In the condition of boyish self-inquisition in which I then found
myself, this acquaintance was a fresh element of fermentation, and the
strongest to which my self-examination had hitherto been subjected. I
instinctively desired to engage her fancy; but my attitude was from
myself through her to myself. I wanted less to please than to dominate
her, and as it was only my head that was filled with her image, I wholly
lacked the voluntary and cheerful self-humiliation which is an element
of real love. I certainly wished with all my heart to fascinate her; but
what I more particularly wanted was to hold my own, to avoid submission,
and retain my independence. My boyish pride demanded it.
The young foreigner, whose knowledge of the world was hardly greater
than my own, had certainly never, during her short life, come in contact
with so extraordinary a phenomenon; it afforded matter for reflection.
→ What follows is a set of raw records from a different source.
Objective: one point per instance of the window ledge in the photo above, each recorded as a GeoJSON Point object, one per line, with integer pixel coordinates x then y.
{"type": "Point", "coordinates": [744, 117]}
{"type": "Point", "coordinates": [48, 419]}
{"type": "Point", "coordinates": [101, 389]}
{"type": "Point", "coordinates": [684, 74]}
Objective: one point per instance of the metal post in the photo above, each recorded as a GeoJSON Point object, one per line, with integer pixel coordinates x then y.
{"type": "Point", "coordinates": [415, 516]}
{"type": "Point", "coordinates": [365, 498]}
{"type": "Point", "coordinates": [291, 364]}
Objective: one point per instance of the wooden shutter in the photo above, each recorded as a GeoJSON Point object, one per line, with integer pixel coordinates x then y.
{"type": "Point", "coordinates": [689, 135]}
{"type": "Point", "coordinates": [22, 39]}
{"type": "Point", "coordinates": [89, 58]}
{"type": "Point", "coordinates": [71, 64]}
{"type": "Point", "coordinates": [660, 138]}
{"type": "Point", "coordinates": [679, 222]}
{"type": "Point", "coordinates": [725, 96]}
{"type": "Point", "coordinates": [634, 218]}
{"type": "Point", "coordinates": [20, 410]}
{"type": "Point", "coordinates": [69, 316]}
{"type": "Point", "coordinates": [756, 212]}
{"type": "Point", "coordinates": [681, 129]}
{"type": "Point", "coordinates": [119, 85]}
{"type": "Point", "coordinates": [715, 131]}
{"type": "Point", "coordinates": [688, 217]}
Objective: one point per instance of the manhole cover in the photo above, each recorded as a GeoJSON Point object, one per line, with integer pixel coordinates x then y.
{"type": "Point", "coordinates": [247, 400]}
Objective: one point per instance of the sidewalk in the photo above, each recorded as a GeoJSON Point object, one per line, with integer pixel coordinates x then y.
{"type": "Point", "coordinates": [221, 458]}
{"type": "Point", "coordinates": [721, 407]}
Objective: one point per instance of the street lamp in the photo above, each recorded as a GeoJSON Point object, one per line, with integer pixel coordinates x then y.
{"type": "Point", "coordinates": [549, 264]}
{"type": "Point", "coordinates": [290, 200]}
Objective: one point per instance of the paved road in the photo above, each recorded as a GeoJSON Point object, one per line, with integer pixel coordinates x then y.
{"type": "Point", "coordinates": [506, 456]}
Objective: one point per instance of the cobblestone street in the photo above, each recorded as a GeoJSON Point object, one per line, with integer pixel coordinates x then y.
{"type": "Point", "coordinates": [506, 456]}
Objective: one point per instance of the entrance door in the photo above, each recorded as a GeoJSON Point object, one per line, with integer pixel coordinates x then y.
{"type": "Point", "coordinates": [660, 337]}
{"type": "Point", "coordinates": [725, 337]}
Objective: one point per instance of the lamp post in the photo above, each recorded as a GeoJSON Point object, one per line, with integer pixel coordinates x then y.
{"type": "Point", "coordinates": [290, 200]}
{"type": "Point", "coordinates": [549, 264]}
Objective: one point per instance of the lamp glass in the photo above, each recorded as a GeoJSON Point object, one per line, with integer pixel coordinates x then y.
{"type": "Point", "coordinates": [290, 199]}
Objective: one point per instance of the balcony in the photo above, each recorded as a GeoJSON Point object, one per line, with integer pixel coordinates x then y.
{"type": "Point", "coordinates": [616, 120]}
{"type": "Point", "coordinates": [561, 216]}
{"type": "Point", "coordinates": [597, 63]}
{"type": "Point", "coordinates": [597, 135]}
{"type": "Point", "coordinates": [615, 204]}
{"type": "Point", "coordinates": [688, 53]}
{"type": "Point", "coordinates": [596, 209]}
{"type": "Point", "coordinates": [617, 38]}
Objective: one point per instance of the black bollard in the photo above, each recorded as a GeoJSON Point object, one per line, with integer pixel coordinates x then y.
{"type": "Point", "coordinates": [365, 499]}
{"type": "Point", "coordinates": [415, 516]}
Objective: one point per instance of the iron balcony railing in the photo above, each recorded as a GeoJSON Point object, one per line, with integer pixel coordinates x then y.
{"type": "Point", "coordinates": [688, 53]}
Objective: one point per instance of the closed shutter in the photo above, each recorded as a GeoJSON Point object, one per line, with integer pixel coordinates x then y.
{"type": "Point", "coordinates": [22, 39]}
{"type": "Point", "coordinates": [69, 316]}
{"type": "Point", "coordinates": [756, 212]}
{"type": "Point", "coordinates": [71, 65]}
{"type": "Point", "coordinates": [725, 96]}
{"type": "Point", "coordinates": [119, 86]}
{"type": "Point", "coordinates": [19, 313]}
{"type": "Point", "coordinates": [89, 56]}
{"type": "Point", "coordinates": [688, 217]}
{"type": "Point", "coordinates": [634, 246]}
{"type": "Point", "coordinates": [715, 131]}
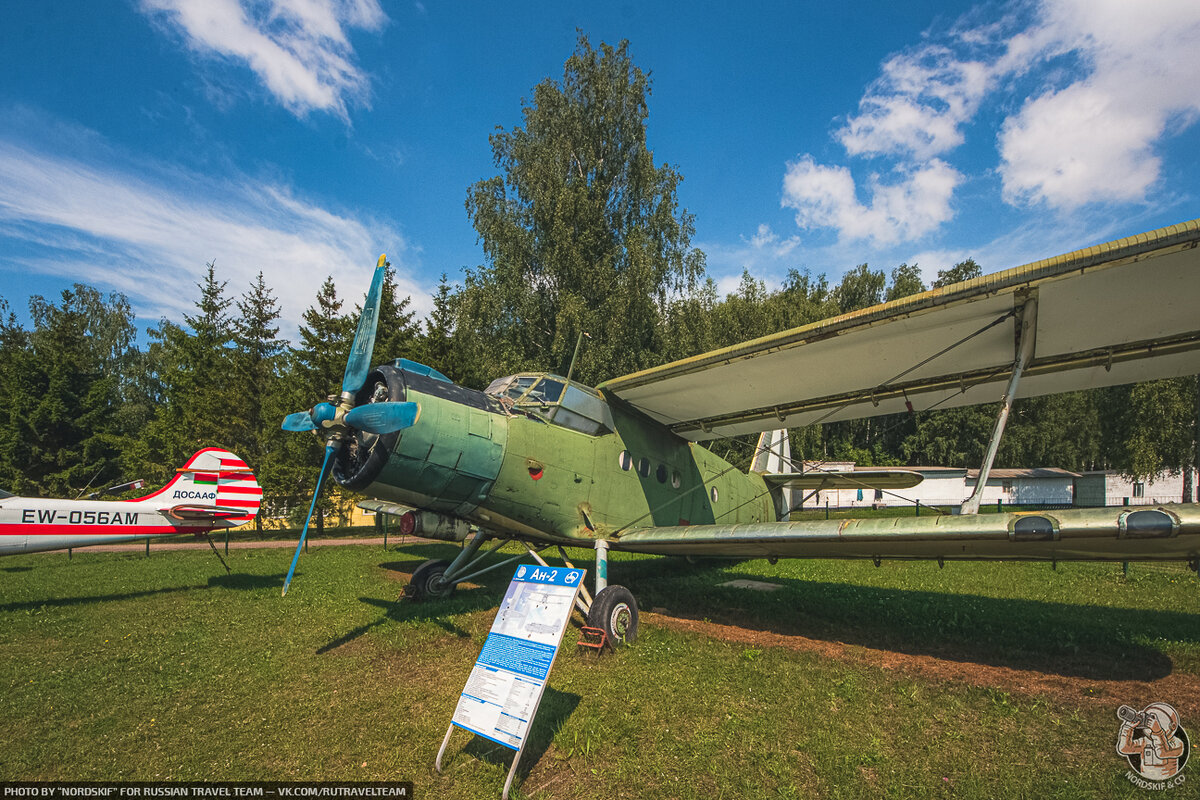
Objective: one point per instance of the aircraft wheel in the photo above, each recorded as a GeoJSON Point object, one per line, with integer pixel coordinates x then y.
{"type": "Point", "coordinates": [429, 581]}
{"type": "Point", "coordinates": [615, 611]}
She certainly felt attracted, but, woman-like, was on her guard. She was
of a quiet, amiable disposition, innocently coquettish, naturally
adapted for the advances of sound common sense and affectionate good-
will, not for the volts of passion; she was, moreover, femininely
practical.
She saw at a glance that this grown-up schoolboy, who almost staggered
her with his eloquence, his knowledge, his wild plans for the future,
was no wooer, and that his advances were not to be taken too seriously.